Le jour où Minneapolis a compris que tout pouvait basculer
Lorsque Donald Trump a qualifié les migrants somaliens de « garbage », de « basura », l’indignation n’a pas seulement gagné les réseaux sociaux : elle a secoué le Minnesota jusque dans ses institutions. Quelques heures plus tard, l’annonce tombait : ICE préparait une opération spéciale visant des centaines de personnes, officiellement celles sous le coup d’un ordre d’expulsion, officieusement toute une communauté. Pour les habitants des Twin Cities, la brutalité du geste politique a été un électrochoc. Non pas parce qu’ils n’avaient jamais entendu Trump s’en prendre aux migrants, mais parce que, cette fois, la cible était locale, identifiable, familière.
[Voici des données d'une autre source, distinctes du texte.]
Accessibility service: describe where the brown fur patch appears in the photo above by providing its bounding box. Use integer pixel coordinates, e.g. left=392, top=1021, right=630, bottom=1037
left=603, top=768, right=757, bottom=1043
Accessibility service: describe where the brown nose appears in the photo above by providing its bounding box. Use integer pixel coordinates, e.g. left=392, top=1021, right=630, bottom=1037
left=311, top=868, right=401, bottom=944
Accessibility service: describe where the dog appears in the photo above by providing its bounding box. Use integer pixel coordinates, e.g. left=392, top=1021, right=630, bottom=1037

Minneapolis et Saint Paul ont beau être des bastions progressistes, l’influence fédérale reste implacable. Dans les cafés, les mosquées, les centres communautaires, on a vu la peur s’installer comme une ombre. Des parents ont cessé d’emmener leurs enfants à certaines activités. Des commerces ont baissé leur rideau plus tôt. Et dans les coulisses politiques de Washington, l’opération a été perçue comme un signal : Trump n’entend plus seulement contrôler l’immigration, il veut la théâtraliser.
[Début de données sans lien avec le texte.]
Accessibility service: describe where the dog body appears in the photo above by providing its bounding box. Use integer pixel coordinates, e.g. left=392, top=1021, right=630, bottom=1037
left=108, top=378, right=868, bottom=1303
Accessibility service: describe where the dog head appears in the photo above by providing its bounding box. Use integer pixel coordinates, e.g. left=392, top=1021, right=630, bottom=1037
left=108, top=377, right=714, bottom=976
Les Somaliens du Minnesota : une réussite américaine devenue cible parfaite
Ironie de l’histoire : si Trump a choisi cette communauté, c’est aussi parce qu’elle incarne une forme de réussite. Les Somaliens du Minnesota ont reconstruit des quartiers entiers, créé une économie vibrante faite de restaurants, d’entreprises de transport, de commerces de proximité, de coopératives. Ils sont devenus une force civique, politique, culturelle. Cette visibilité, qui aurait dû être un signe d’intégration, est soudain devenue un handicap. Elle a offert au président un adversaire commode : identifiable, homogénéisé par le récit politique, assez large pour faire impression mais assez réduit pour ne pas perturber les équilibres nationaux. Dans les discours officiels, on parle d’« application de la loi ». Mais dans les faits, l’opération ressemble à une démonstration de pouvoir destinée à rappeler que, même naturalisée ou installée depuis des décennies, une communauté peut être désignée d’un geste et ramenée au statut d’intruse. Dans les Twin Cities, les leaders somaliens mettent en garde contre un précédent dangereux : celui d’un gouvernement qui transforme l’appartenance culturelle en facteur de suspicion. Ils savent aussi que l’histoire américaine a déjà vu ce mécanisme à l’œuvre, des Japonais pendant la Seconde Guerre mondiale aux Mexicains dans les années 1950.
Un pays plus divisé, un président plus déterminé
Si Trump cible les Somaliens, ce n’est pas seulement par idéologie. C’est parce que cette bataille lui permet de cristalliser les lignes de fracture de l’Amérique contemporaine : sécurité contre diversité, identité contre multiculturalisme, dureté contre « faiblesse supposée » des élites locales. En faisant du Minnesota un théâtre national, il impose une dramaturgie où l’État fédéral apparaît comme le dernier rempart d’une Amérique « menacée ». Le problème, c’est que cette mise en scène laisse des cicatrices réelles : une confiance brisée entre communautés, une paranoïa rampante dans des écoles où les enfants somaliens demandent si leurs parents seront là le soir, des tensions politiques ravivées entre une administration locale protectrice et un pouvoir fédéral agressif. Trump, lui, avance sans hésiter. Il sait que l’affrontement identitaire lui sert de carburant politique. Et tant que cette stratégie lui garantit un avantage électoral, il continuera à désigner des groupes, à simplifier des réalités complexes, à transformer des citoyens loyaux en menaces imaginaires. Dans le Minnesota, la tempête ne fait que commencer.